Hadoop: Hadoop got its start as a Yahoo project in 2006, which became a top-level Apache open-source project afterwords. It’s a general-purpose form of distributed processing that has several components: the Hadoop Distributed File System (HDFS), stores files in a Hadoop-native format and parallelizes them across a cluster; YARN, a schedule that coordinates application runtimes; and MapReduce, the algorithm that actually processes the data in parallel. Hadoop is built in Java, and accessible through many programming languages, for writing MapReduce code, including Python, through a Thrift client.
It’s available either open-source through the Apache distribution, or through vendors such as Cloudera (the largest Hadoop vendor by size and scope), MapR, or HortonWorks.
Spark: Spark is a newer project, initially developed in 2012, at the AMPLab at UC Berkeley. It’s a top-level Apache project focused on processing data in parallel across a cluster, but the biggest difference is that it works in memory.
Whereas Hadoop reads and writes files to HDFS, Spark processes data in RAM using a concept known as an RDD, Resilient Distributed Dataset. Spark can run either in stand-alone mode, with a Hadoop cluster serving as the data source, or in conjunction with Mesos. In the latter scenario, the Mesos master replaces the Spark master or YARN for scheduling purposes.
Spark is structured around Spark Core, the engine that drives the scheduling, optimizations, and RDD abstraction, as well as connects Spark to the correct filesystem (HDFS, S3, RDBMS, or Elasticsearch). There are several libraries that operate on top of Spark Core, including Spark SQL, which allows you to run SQL-like commands on distributed data sets, MLLib for machine learning, GraphX for graph problems, and streaming which allows for the input of continually streaming log data.
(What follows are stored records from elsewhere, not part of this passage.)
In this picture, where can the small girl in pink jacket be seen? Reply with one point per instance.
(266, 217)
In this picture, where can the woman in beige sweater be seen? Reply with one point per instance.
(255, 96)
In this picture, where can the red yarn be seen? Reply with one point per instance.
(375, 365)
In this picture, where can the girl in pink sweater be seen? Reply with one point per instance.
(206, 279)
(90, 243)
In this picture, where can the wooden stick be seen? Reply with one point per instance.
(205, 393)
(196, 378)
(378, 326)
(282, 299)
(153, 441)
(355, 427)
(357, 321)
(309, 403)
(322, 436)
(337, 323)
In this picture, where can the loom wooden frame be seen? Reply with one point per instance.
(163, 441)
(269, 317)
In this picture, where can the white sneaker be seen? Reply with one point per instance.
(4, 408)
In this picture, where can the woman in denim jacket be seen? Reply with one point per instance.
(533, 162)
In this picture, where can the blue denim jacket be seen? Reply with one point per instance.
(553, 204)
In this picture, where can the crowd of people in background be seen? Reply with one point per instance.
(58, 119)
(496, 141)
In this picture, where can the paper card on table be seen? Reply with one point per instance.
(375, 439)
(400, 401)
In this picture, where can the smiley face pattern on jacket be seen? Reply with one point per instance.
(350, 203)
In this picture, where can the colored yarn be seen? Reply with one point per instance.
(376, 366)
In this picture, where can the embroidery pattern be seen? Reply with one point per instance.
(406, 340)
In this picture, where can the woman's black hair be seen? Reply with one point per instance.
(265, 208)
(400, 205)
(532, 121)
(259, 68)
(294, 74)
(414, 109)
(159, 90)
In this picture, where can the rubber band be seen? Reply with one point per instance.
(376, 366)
Below is a table of differences between Spark and Hadoop:
|1.||Hadoop is an open source framework which uses a MapReduce algorithm||Spark is lightning fast cluster computing technology, which extends the MapReduce model to efficiently use with more type of computations.|
|2.||Hadoop’s MapReduce model reads and writes from a disk, thus slow down the processing speed||Spark reduces the number of read/write cycles to disk and store intermediate data in-memory, hence faster-processing speed.|
|3.||Hadoop is designed to handle batch processing efficiently||Spark is designed to handle real-time data efficiently.||4.||Hadoop is a high latency computing framework, which does not have an interactive mode||Spark is a low latency computing and can process data interactively.||5.||With Hadoop MapReduce, a developer can only process data in batch mode only||Spark can process real-time data, from real time events like twitter, facebook||6.||Hadoop is a cheaper option available while comparing it in terms of cost||Spark requires a lot of RAM to run in-memory, thus increasing the cluster and hence cost.|